The system was finally reinstalled on Monday, August 27. Still, even now not all functions are back, and Tsekova reports that users are continuing to have problems filing online applications. “Also, while before applications required just three days to be registered, now everything is delayed, and applications are being registered only after one month.”
“So what all companies and our clients are doing now, with our help, is checking if the recovered data matches the actual data which we initially submitted in the system,” Tsekova says. “You can imagine that some data in the register is historical, and it is almost impossible to track and check the entire history. It will require huge resources to go over it.”
Besides checking and confirming the data of the newly reinstalled registry, Bulgarian law firms are also busy with new regulations coming for the energy sector, she says. “The government just adopted a new law regulating oil-related economical activities in Bulgaria. It was promulgated at the end of July, 2018, and it will become effective as of January 28, 2019.” She explains that the previous regulatory regime for oil-related activities was repealed in Bulgaria almost 30 years ago, with the fall of Communism, and is now being reintroduced to deal with the so-called “grey sector.”
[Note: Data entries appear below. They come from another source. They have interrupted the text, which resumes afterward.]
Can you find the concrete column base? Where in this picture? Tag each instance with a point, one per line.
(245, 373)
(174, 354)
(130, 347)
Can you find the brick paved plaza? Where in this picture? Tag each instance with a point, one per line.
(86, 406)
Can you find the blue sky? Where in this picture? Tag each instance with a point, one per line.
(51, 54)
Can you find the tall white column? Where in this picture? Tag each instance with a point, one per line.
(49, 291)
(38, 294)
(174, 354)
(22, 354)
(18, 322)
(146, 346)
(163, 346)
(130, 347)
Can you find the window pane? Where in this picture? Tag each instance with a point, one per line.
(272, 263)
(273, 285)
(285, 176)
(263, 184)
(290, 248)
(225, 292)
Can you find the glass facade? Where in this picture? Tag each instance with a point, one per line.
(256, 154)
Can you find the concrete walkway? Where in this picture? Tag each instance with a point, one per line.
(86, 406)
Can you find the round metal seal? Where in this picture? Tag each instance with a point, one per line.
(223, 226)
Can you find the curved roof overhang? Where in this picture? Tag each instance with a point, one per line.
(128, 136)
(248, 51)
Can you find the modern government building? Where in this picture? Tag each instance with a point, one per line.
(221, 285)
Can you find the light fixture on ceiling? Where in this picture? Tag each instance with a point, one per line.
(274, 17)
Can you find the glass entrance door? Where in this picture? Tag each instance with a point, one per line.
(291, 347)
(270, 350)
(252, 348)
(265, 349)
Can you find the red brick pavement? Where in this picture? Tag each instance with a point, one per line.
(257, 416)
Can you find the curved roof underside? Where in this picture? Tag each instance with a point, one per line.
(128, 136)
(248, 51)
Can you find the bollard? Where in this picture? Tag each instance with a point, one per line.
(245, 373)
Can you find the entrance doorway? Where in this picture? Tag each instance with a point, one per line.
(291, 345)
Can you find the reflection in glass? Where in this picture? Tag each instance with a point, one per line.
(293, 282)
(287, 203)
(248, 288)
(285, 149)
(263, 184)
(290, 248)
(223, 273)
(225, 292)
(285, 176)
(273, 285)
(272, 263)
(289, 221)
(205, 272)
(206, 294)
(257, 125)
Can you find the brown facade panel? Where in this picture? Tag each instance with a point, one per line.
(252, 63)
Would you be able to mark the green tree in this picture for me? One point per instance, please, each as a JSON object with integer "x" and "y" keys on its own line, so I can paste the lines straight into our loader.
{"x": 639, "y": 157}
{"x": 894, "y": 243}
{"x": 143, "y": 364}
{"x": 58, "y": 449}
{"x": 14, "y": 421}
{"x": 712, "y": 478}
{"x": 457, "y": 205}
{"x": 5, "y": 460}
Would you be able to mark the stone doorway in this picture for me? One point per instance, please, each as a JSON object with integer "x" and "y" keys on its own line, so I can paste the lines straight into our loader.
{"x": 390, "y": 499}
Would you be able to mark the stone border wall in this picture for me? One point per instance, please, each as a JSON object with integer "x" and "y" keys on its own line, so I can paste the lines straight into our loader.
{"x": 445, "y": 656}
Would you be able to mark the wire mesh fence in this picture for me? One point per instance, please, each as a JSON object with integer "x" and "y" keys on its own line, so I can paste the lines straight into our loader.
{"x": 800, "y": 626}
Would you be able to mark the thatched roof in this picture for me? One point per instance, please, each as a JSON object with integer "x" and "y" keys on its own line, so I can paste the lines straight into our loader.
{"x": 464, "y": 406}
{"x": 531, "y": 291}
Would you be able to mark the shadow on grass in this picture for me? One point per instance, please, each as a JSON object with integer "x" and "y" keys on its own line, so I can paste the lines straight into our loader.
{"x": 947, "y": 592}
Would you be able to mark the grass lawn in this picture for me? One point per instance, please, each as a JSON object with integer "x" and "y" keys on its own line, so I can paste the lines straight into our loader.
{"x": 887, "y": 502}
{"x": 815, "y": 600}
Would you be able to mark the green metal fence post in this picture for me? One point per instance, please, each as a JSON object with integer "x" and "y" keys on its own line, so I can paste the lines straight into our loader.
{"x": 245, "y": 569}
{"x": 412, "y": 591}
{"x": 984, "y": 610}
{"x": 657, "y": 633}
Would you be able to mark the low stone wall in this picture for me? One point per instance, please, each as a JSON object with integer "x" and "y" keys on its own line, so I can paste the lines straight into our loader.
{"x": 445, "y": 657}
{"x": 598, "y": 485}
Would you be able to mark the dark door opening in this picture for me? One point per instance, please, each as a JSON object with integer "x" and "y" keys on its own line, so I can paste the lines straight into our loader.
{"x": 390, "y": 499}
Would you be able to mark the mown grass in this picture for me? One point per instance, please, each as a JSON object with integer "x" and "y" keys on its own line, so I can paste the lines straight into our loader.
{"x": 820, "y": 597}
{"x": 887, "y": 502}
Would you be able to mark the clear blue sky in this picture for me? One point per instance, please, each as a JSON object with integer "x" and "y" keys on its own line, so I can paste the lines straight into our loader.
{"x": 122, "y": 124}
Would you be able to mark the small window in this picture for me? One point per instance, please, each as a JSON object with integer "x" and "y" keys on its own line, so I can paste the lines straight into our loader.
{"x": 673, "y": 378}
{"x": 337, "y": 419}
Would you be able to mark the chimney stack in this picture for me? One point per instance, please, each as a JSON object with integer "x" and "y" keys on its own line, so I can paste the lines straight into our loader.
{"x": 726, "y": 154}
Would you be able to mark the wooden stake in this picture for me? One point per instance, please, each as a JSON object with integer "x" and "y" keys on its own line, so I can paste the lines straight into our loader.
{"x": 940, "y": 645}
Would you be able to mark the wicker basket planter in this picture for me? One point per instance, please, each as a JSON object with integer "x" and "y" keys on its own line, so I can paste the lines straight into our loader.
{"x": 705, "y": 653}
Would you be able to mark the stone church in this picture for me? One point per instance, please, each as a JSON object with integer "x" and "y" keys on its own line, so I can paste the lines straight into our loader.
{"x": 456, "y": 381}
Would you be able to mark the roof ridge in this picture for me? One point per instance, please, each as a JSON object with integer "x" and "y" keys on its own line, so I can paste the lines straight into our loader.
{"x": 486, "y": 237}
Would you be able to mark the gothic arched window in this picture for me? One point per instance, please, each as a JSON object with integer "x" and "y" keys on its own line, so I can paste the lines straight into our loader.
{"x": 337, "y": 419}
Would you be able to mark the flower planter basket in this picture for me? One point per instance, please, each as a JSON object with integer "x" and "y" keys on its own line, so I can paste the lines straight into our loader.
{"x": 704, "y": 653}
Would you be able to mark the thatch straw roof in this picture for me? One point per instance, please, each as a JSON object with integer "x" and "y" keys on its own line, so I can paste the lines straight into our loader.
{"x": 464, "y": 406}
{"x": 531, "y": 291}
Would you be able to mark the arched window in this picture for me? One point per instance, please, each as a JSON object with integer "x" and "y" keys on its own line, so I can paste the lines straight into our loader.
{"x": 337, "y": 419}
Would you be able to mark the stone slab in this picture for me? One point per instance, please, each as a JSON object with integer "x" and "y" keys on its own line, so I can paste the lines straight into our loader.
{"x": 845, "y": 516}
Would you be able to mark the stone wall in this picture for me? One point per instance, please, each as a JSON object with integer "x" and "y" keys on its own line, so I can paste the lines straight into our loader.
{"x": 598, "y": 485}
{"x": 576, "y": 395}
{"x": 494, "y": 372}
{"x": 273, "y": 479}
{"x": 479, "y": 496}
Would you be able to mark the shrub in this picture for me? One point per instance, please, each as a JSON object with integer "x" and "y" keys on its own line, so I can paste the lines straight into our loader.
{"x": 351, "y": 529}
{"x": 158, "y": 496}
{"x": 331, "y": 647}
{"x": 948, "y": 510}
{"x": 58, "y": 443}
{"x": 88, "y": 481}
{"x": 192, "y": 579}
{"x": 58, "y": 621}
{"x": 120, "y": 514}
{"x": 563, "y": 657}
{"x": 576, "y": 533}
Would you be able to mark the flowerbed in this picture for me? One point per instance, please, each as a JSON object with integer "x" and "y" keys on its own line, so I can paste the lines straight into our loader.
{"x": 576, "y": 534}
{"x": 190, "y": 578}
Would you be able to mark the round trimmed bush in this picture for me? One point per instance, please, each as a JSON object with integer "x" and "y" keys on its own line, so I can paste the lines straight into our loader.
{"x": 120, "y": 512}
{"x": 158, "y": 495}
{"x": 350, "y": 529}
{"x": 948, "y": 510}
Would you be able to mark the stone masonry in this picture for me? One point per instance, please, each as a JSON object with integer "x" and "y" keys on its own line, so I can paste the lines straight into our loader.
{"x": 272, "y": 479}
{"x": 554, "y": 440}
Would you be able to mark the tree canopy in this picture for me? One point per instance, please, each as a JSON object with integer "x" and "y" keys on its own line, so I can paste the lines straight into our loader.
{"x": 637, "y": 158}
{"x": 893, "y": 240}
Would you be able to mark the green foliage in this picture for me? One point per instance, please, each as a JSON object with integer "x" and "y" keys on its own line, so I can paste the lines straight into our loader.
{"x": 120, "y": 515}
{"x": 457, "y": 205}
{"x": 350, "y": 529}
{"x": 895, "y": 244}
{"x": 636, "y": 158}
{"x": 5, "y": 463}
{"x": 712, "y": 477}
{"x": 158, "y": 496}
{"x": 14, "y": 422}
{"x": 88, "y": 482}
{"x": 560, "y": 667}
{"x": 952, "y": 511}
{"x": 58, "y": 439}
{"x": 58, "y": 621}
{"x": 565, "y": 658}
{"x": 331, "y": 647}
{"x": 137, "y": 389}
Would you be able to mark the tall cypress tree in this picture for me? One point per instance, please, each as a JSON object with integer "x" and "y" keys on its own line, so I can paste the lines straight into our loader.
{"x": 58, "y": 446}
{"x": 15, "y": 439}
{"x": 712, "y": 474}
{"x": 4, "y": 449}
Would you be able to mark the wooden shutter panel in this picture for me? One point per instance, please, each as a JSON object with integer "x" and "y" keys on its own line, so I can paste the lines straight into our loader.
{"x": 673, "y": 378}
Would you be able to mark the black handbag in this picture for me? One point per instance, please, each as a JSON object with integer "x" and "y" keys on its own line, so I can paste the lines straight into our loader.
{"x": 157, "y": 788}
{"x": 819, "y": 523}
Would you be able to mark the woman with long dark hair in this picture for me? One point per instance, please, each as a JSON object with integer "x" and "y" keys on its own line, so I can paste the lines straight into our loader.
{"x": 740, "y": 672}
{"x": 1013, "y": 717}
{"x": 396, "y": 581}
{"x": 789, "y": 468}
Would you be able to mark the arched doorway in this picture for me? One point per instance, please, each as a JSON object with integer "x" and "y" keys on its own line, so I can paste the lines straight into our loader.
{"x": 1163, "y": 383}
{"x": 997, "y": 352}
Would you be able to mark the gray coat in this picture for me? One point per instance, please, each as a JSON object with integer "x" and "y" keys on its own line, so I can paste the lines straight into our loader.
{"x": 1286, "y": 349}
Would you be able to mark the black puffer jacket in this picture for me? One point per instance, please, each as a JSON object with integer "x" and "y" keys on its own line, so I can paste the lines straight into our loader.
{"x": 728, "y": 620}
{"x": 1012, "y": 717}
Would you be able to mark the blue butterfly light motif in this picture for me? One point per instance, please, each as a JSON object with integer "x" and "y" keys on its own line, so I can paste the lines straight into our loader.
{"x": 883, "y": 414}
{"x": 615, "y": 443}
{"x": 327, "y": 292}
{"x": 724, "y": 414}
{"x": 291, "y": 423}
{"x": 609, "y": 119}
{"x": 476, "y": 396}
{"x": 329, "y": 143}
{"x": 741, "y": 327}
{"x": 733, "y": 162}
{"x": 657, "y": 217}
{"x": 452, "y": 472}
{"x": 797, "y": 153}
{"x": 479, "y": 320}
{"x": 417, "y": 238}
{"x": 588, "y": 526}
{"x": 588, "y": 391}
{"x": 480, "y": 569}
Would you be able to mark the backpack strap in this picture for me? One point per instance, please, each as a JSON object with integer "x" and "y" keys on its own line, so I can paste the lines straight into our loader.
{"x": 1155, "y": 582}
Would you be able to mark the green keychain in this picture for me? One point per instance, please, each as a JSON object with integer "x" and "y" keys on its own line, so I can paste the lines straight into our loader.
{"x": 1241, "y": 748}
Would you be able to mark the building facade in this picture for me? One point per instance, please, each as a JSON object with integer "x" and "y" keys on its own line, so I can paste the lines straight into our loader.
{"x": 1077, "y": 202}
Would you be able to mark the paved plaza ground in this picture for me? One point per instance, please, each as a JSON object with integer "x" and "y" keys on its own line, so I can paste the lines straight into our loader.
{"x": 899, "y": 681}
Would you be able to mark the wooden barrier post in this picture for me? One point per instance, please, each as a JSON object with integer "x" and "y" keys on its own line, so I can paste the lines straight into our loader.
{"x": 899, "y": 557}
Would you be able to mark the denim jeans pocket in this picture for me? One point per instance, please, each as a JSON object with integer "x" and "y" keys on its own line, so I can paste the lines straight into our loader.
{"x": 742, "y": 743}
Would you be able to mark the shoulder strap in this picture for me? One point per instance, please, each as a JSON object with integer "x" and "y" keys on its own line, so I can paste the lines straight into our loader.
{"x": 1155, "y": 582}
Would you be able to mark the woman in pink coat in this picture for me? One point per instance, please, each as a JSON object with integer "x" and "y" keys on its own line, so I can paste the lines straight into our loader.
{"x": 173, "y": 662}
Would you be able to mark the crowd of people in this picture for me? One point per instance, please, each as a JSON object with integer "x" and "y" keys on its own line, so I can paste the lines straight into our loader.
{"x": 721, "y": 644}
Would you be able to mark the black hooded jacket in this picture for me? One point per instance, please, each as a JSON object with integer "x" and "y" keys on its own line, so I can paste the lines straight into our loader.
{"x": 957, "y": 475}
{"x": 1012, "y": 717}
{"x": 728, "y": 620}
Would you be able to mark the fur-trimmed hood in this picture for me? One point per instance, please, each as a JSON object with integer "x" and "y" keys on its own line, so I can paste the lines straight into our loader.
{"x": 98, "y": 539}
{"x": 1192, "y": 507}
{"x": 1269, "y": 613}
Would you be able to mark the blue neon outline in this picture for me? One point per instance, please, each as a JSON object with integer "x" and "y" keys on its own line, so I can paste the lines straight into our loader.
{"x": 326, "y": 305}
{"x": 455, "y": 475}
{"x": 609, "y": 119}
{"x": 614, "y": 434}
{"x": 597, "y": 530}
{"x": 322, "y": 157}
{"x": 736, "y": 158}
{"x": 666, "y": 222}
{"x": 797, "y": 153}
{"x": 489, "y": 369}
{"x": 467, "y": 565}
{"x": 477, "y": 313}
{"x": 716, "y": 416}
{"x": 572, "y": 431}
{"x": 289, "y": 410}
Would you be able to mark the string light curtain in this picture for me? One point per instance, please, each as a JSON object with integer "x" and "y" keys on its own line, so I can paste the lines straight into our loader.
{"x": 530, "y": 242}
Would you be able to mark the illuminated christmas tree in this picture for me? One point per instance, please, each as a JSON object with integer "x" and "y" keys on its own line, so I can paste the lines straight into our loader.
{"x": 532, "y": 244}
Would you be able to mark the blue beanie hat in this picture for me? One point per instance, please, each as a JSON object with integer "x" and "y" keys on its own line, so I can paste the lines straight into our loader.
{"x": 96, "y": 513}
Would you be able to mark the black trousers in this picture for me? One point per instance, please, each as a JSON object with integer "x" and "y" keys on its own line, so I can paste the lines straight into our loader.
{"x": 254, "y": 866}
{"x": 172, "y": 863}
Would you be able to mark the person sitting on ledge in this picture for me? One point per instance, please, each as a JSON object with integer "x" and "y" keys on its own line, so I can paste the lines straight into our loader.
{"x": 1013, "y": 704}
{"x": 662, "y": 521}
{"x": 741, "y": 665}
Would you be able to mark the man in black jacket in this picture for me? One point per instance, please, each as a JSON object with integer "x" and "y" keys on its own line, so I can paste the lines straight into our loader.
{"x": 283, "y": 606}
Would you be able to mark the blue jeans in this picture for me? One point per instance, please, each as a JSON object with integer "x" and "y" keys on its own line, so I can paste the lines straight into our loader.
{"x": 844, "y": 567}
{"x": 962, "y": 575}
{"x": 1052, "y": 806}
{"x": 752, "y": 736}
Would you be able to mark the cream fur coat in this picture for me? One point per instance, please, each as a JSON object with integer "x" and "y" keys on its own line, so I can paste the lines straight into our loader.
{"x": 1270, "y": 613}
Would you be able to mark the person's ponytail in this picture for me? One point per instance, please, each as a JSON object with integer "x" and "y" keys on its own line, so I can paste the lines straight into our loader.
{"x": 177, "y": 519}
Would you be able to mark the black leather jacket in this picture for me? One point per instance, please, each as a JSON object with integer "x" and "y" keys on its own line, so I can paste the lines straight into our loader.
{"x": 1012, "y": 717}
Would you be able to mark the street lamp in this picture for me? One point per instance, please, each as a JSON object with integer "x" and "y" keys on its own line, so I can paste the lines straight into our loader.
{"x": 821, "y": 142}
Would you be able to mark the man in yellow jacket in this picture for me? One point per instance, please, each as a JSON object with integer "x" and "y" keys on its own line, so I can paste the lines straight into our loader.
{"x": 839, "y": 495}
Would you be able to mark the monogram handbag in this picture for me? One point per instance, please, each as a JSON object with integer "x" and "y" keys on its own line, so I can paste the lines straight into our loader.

“All oil and oil product companies which are involved in wholesale, retail, storage, transportation, bottling, and distribution-related businesses must be entered into a special publicly-accessible registry maintained by the Ministry of Economy,” she says. “There are smaller companies – shelf companies – that are making some transactions and then liquidating the companies, sometimes avoiding tax and the obligation of the compulsory stock maintenance,” says the Schoenherr Partner, who adds that in Bulgaria all oil companies have to maintain a certain level of compulsory stock in case of a crisis.
“Generally, I think it is a positive initiative," Tsekova says. "The only negative impact could be on small enterprises; the new obligations and restrictions will affect them mostly, as among the requirements is that a minimum threshold of registered capital must be maintained and they must also provide certain guaranties for their businesses to cover taxes and other duties.” She adds that because of these regulations, there were some arguments against the adoption of the law. “Anyway, the law is adopted,” she says, “and it also provides for some serious sanctions. If you do not register, fines could reach up to 125,000 euros, and for repeated violations, the fines will double.”